For that reason, and until I can find a reliable and citeable study that has been done on this subject, I can only say that Arabic is likely to have a number of words within the vicinity of the English language size of vocabulary.
If anyone can answer that last stated concern (in the previous paragraph), please include the answer in any answer that claims Arabic to have any number of words that is more than 50 percent above the number of the words in the English vocabulary.

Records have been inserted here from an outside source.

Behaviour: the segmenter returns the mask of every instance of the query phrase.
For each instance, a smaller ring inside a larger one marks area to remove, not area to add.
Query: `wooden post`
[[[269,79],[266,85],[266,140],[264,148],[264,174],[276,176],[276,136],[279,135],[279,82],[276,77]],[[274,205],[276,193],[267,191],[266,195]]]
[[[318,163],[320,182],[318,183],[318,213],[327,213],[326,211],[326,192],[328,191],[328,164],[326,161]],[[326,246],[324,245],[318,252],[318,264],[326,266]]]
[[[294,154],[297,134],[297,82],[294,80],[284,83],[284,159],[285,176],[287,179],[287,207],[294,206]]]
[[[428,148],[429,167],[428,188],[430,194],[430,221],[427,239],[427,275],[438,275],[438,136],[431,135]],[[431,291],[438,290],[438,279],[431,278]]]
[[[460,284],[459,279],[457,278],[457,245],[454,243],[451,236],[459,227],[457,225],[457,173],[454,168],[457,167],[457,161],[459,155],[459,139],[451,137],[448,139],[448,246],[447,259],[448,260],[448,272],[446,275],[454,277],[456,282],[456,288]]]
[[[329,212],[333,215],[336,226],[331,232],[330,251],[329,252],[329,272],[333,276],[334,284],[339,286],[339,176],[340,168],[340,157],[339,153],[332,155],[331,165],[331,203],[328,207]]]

I don't know Arabic, so I'll have to give a general answer. Most languages have as many words as needed by the persons using them. If somebody needs more words, they invent them. They may borrow a word from an other language, or they may construct one, or they may do both. When my Norwegian language needed a word for computer - because computers had been invented - we borrowed the English word that the inventors used, while Icelandic constructed a totally new word, tölva. So we both got one new word.
Then there is the question of how to count the words. Arabic, as an other answer tells us, can construct new words from its "roots". Norwegian constructs new words by putting old words together, writing them as one. English put words together, too, but writes them separately. Norwegian "bilvask" is constructed exactly like English "car wash", but written without a separation. Should we count "bil", "vask" and "bilvask" as three words, and "car wash" as just two?

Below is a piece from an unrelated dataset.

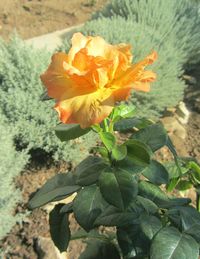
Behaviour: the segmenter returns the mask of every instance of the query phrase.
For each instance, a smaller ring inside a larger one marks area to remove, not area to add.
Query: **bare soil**
[[[23,39],[31,38],[54,30],[64,29],[88,20],[91,13],[101,8],[107,0],[0,0],[0,36],[8,39],[16,28]],[[194,156],[200,162],[200,78],[196,71],[192,75],[196,80],[188,82],[185,101],[191,109],[189,123],[185,126],[187,137],[184,143],[175,143],[179,155]],[[166,151],[167,152],[167,151]],[[165,158],[168,157],[166,153]],[[17,179],[16,186],[23,195],[23,203],[18,204],[14,213],[28,212],[27,202],[30,195],[41,187],[47,179],[59,172],[70,170],[71,164],[32,163]],[[71,228],[78,225],[73,217]],[[6,259],[40,258],[36,248],[38,236],[49,237],[48,214],[44,209],[36,209],[22,223],[16,224],[0,243],[6,251]],[[69,248],[69,258],[77,259],[83,245],[73,242]],[[50,258],[51,259],[51,258]]]
[[[108,0],[1,0],[0,36],[15,29],[23,39],[78,25]]]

And there is the question of how many words people actually use and how many are just in dictionaries. In what sense are the funny words in Shakespeare 's plays actually part of English today?
Arabic is a language that has been in use for more than fourteen hundred years, on many fields, not least religion and poetry, and it is able to construct new words from existing ones. In view of the remarks I have made I would suppose there are lots of words that have been used or could be used in Arabic but not all of them are widely used or commonly understood. How do we get that into our counting?